In memory of Wellington creative Mike Boekholt – a wonderful man with a beautiful outlook on life
Many in the New Zealand and Asia advertising industries will be saddened to hear that Wellington-based creative Mike Boekholt has died, aged 46. He passed away in Hong Kong on 27th December from what was apparently a bad case of flu which turned into pneumonia.
Based in Wellington where he had set up his own businesses Fluent.co.nz (since 2001) and Memento Productions (since 2009), Boekholt was visiting his wife’s family in Hong Kong over the Christmas period when he fell ill.
Boekholt was well known to many of the Asiaindustry’s most senior creatives and management from his decade (1989 – 1998) working as a senior art director at Bates Advertising.
Friend Mike Langton from ADZ described Boekholt as “a wonderful man with a beautiful outlook on life, an extraordinary creative mind, and a huge love of life, his family and friends. He was very fit from training hard and apparently people that fit are sometimes more vulnerable to these things.”
Langton is also coordinating an appeal to help Boekholt’s wife Adelina and daughter Shan financially.
“Mike didn’t plan to die at 46. Shan’s school fees are key. Mike’s emergency hospital care, repatriation and funeral expenses will be high. For bank a/c details to send funds to Adelina please email me at: mike.langton@gmail.com or Sally May Tan at: sallymaytan@gmail.com. If you prefer to contact a direct family member, Mike’s brother Kevin Boekholt is at Kevin.Heliskiing@xtra.co.nz. “
A few of Boekholt’s friends have emailed tributes and a Facebook page has been set up.
Rohan Chanen
Mike Boekholt was a gift.
He didn’t walk around wrapped with a big bow, but he surely was a gift. Kind, gentle, understanding, he always saw the good in most everything. And when he didn’t, he still managed to laugh it off.
When we first started working together as a creative team at Bates Hong Kong, we were briefed on a cigarette campaign.

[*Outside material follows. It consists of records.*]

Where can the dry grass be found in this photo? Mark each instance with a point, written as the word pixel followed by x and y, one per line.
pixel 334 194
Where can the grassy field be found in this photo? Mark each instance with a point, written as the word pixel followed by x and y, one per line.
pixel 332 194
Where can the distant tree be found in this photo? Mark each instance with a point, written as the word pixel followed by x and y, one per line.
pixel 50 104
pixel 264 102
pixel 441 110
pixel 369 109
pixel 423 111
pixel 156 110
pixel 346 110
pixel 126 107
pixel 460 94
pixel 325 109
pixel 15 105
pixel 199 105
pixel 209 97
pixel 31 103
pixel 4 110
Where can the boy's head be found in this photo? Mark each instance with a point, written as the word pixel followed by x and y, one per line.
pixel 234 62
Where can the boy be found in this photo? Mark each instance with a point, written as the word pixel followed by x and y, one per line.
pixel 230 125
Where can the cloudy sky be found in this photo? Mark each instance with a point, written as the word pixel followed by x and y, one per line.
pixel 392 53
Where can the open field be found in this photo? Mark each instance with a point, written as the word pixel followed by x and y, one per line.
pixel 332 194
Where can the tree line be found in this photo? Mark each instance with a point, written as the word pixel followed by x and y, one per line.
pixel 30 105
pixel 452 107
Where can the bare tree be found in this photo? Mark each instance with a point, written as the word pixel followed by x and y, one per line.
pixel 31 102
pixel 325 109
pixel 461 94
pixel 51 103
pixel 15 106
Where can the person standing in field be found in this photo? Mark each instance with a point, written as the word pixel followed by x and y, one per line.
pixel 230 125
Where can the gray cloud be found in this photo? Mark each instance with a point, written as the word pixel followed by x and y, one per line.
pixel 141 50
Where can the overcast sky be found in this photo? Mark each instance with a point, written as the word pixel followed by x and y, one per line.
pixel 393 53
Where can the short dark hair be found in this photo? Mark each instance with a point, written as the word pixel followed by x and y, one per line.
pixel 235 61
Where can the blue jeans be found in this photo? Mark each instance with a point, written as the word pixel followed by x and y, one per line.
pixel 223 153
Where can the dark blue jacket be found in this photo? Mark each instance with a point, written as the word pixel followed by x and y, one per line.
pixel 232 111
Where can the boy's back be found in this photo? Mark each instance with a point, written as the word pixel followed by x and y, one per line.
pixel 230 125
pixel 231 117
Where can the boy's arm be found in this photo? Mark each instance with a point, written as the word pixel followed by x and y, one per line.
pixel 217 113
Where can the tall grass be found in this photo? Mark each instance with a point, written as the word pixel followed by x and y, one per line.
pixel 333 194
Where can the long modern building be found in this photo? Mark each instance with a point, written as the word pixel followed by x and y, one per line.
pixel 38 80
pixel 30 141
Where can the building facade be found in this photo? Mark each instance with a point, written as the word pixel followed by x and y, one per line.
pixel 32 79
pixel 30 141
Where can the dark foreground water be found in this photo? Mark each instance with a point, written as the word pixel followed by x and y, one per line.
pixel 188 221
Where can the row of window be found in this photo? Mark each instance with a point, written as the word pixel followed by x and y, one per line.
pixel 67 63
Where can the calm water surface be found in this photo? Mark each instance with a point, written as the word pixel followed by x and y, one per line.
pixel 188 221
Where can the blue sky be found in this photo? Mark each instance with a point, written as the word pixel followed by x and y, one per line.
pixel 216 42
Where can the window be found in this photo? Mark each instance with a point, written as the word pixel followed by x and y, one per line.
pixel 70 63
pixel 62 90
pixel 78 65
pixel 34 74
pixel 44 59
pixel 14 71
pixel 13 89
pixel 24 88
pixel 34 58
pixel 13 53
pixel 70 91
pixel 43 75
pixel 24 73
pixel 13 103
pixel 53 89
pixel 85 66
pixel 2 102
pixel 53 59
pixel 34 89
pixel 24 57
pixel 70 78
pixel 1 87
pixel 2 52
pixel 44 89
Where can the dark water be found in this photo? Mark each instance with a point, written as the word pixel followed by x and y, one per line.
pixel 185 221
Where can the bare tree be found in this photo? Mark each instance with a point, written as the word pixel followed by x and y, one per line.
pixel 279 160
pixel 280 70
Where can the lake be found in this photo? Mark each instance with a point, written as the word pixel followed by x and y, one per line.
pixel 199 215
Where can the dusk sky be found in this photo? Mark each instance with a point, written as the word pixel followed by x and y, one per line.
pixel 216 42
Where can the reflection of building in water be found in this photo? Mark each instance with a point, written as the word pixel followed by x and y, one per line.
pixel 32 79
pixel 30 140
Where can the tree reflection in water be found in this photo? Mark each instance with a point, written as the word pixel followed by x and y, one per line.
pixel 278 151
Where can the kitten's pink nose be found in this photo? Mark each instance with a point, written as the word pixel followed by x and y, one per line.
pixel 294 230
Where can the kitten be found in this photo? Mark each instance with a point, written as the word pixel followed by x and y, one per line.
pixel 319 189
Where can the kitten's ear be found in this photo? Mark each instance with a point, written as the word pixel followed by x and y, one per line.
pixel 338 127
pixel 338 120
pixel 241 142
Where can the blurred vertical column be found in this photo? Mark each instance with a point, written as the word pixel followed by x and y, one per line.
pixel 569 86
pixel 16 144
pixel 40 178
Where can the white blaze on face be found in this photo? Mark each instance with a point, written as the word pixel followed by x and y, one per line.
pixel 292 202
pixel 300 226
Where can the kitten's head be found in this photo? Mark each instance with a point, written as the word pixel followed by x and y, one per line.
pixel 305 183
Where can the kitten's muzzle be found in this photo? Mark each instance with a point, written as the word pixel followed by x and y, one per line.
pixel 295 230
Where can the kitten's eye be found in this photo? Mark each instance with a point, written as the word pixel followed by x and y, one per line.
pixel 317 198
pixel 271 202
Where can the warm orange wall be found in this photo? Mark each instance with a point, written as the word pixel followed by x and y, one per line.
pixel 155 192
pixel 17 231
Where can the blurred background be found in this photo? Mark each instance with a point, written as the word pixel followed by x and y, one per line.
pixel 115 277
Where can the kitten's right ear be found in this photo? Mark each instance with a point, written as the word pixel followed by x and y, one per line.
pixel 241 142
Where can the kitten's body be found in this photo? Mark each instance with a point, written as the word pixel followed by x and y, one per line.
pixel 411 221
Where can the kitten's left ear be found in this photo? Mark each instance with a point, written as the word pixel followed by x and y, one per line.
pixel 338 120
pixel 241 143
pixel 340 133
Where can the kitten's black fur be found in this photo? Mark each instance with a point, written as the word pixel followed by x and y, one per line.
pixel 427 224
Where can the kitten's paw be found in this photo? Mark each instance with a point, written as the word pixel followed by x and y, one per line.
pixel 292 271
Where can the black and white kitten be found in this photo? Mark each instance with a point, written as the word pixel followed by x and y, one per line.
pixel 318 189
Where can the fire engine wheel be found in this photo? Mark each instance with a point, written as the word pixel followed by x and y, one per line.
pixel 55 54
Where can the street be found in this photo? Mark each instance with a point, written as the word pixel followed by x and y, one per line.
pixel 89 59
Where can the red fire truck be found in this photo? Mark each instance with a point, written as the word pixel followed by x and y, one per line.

I said to him: “I think I’m having a moral dilemma working on cigarettes.” He replied: “I think I’m having a moral dilemma working in advertising”. I knew I’d
found a lifelong friend.
Sharing his world gave all those who knew him such a wonderful perspective on life. You can see it reflected in the work he produced over the years. He loved advertising and he was great at it. But he was also smart enough to pursue a few loftier ambitions. His art was exquisite, his eye for the unusual keen, his empathy for people always so palpable. He was quiet and deep and he cared passionately. Clients loved him, colleagues adored him and friends were always so grateful to spend time with him.
Even the most difficult situations never fazed him. Everything in life just seemed to flow like water off his back. The way he lived, professionally and personally, was a lesson to us all.
You just don’t get many people like that in advertising. Or in life.
Graham Kelly
Mike was one of the warmest, most down-to-earth people I’ve met. He had talent to spare, balanced by humility. Above all, Mike was a devoted husband and father. It’s a very sad loss.
Steve Elrick
I think the shock, horror and tragedy people will express is not the loss of an ‘ad guy’ – but a rather special, admirable human being.
When I told my wife Tracy the terrible news about Mike, she reminded me of something that I had forgotten. I cited Mike as one of the few people I have met that have made me want to be a better person.
Mike had a simple integrity to him that was admirable. He also, though a lot of us might profess it – had a genuine and very healthy perception of how important this business is. He put things into a proper perspective against the family he had around him.
There’s that famous truism: No-one’s last words were ever “I wish I had spent more time at work”. And Mike, though his time was tragically, unfairly, infuriatingly short – at least he seemed to understand this quicker than any of us. And actually acted on it.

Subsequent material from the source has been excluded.